During these interrogations, individuals report being unexpectedly stripped of all their electronic devices—including mobile phones, tablets, and personal computers—without any formal warrant or legal justification. Moreover, some individuals indicated that the summons for interrogation explicitly included instructions to bring all personal electronic devices with them, effectively enabling broad and invasive access to private data.

In 2020, less than two months after ascending to power, Sultan Haitham bin Tarik issued Royal Decree No. 4/2020, enacting the Law of the Internal Security Service (ISS). Article 10 of this law grants the ISS broad authority to access the personal information of any individual if such information is deemed “necessary for security purposes.” Crucially, the assessment of this necessity is left entirely to the discretion of the ISS itself, without the imposition of objective criteria or external oversight. Furthermore, Article 11 empowers the ISS to exercise “supervisory and investigative authority” by all available means, while explicitly preventing any institution—whether judicial or security-related—from overseeing this authority, unless by direct order of the Sultan.

In a parallel move that expands state surveillance over individuals and their digital privacy, Royal Decree No. 64/2020 was issued to establish the Cyber Defence Centre, which, according to Article 1 of its regulations, is headed by the Director of the ISS. Although the Centre is formally introduced as part of a “national cyber defence strategy,” its legal and operational overlap with the Internal Security Service Law effectively grants it extensive powers to monitor, access, and potentially infiltrate the personal electronic devices of individuals and institutions alike, under the justification of protecting national security and public order.

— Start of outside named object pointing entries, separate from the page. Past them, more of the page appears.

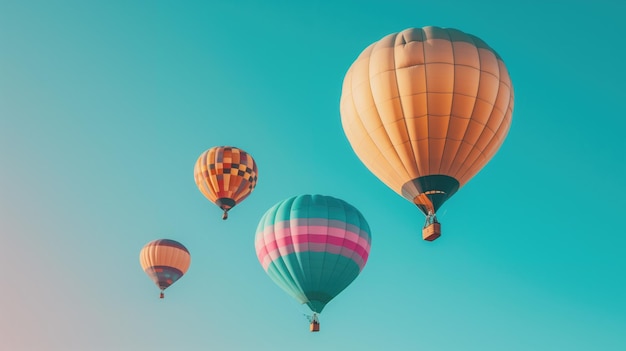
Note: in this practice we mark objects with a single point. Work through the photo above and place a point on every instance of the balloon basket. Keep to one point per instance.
(431, 231)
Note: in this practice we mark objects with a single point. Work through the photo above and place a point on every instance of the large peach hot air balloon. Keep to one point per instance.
(225, 175)
(425, 109)
(164, 261)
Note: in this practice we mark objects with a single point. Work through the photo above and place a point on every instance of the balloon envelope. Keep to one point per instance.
(164, 261)
(425, 109)
(225, 175)
(313, 247)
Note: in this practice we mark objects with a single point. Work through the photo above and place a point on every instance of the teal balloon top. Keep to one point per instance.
(313, 247)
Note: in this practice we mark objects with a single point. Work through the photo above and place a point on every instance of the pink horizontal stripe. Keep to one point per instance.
(287, 232)
(333, 249)
(312, 242)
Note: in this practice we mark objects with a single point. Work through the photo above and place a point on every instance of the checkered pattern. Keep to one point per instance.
(225, 172)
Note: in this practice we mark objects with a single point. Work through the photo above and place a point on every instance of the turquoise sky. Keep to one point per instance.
(105, 106)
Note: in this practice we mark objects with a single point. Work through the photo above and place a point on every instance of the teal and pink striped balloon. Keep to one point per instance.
(313, 247)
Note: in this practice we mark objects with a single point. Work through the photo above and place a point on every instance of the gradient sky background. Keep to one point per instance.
(105, 106)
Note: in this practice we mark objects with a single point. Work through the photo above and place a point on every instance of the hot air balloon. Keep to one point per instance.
(313, 247)
(164, 261)
(425, 109)
(225, 175)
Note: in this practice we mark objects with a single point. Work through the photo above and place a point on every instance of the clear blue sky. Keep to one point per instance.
(105, 106)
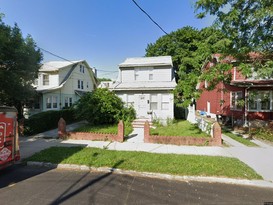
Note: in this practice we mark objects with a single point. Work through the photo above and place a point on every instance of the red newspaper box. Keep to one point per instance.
(9, 140)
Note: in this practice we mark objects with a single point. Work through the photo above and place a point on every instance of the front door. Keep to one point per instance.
(143, 106)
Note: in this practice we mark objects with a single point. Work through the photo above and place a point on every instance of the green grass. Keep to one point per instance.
(191, 165)
(180, 128)
(239, 138)
(108, 129)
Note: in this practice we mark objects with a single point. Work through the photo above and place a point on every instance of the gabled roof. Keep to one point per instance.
(161, 85)
(57, 65)
(147, 61)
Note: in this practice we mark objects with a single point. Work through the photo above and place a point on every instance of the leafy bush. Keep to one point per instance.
(103, 107)
(47, 120)
(264, 133)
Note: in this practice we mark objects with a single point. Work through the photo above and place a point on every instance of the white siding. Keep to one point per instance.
(164, 102)
(128, 75)
(163, 74)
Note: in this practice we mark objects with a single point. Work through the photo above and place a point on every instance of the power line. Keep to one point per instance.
(65, 59)
(55, 54)
(150, 17)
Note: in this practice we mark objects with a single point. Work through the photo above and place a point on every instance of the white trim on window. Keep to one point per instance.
(260, 101)
(234, 98)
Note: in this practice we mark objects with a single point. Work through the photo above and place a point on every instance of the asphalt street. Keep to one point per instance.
(39, 185)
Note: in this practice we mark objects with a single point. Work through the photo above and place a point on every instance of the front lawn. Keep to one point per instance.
(190, 165)
(180, 128)
(108, 129)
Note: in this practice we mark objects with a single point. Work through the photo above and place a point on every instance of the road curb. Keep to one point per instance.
(256, 183)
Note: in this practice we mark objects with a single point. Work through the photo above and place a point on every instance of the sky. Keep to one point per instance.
(102, 32)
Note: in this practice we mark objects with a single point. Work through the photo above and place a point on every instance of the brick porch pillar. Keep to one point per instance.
(120, 131)
(62, 128)
(217, 134)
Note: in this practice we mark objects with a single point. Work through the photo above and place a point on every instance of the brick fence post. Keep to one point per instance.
(62, 128)
(217, 134)
(146, 131)
(120, 131)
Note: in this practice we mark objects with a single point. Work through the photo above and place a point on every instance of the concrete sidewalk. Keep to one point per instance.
(258, 158)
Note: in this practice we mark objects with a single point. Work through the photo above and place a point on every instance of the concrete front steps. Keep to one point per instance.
(139, 123)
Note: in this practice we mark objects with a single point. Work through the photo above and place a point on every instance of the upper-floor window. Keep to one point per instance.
(236, 100)
(45, 79)
(80, 84)
(154, 102)
(36, 82)
(52, 102)
(130, 100)
(68, 101)
(136, 74)
(165, 101)
(260, 100)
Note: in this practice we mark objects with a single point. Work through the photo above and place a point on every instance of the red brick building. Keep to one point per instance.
(242, 100)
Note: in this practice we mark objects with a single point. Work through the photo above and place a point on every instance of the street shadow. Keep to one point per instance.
(20, 171)
(64, 196)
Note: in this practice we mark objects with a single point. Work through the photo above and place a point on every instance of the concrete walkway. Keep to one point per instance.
(258, 158)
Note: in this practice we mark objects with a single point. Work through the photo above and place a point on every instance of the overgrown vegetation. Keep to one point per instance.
(263, 133)
(19, 62)
(103, 107)
(108, 129)
(238, 138)
(178, 128)
(192, 165)
(47, 120)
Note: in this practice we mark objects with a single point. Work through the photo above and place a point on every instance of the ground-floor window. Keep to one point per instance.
(260, 100)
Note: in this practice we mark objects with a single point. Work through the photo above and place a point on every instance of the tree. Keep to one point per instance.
(19, 64)
(249, 25)
(189, 49)
(103, 107)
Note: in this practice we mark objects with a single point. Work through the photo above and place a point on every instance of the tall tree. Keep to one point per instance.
(249, 25)
(189, 49)
(19, 64)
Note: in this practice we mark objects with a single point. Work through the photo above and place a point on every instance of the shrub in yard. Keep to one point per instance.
(103, 107)
(47, 120)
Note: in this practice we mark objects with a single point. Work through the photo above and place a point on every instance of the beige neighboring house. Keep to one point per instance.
(146, 83)
(62, 83)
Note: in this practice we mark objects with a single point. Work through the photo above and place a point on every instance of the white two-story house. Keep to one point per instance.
(62, 83)
(146, 83)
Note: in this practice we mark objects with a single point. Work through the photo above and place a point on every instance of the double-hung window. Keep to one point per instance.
(260, 100)
(236, 99)
(51, 102)
(45, 79)
(80, 84)
(154, 102)
(165, 101)
(68, 101)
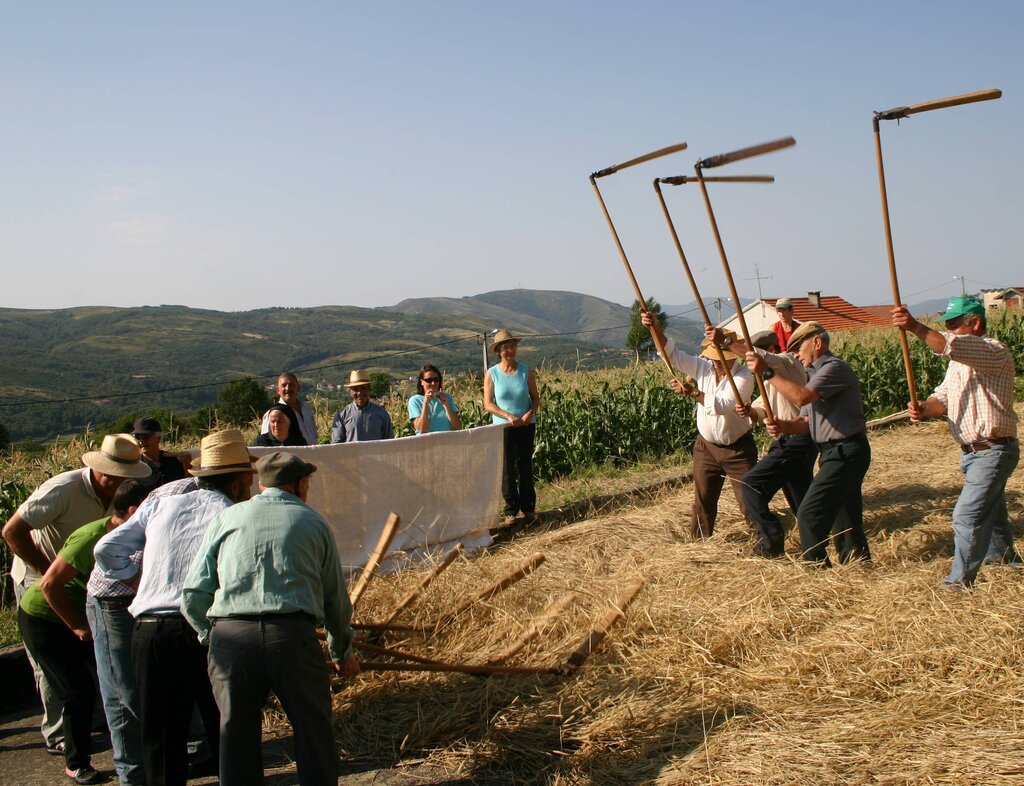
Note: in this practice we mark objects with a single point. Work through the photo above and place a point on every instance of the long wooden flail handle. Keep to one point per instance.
(904, 343)
(383, 543)
(695, 291)
(415, 594)
(633, 279)
(600, 630)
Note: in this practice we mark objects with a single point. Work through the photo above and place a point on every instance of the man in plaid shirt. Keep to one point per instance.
(977, 398)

Article 6 of Chapter Two—titled “Objectives and Competencies of the Centre”—explicitly outlines these powers, allowing the Centre to take technical measures to detect and address digital threats. However, the absence of judicial authorisation or independent oversight mechanisms raises serious concerns about the compatibility of these measures with international legal standards on the right to privacy, procedural safeguards, and the principle of legality.

Other laws in Oman contribute significantly to fostering self-censorship among individuals regarding their communication with others and their use of social media platforms and the broader digital space. Numerous activists, tweeters, and writers have been prosecuted based on their posts or articles, relying on provisions of the Omani Penal Law, notably Articles 97, 102, 108, and 115, as well as Article 19 of the Cybercrime Law. Testimonies from many individuals who have been summoned or subjected to investigations reveal that questioning often focuses on their contacts with certain persons or entities, based on the surveillance of their electronic devices and the applications installed therein.

Based on the foregoing, it becomes clear that the right to digital privacy in Oman is systematically violated, not only through security practices but also via existing legislation that provides a legal cover for such infringements. These laws grant security agencies extensive powers to monitor individuals’ digital activities and impose penalties, such as banning access to social media platforms, detention, or imprisonment if the security apparatus interprets any online activity as unlawful or as undermining the “dignity of the state.”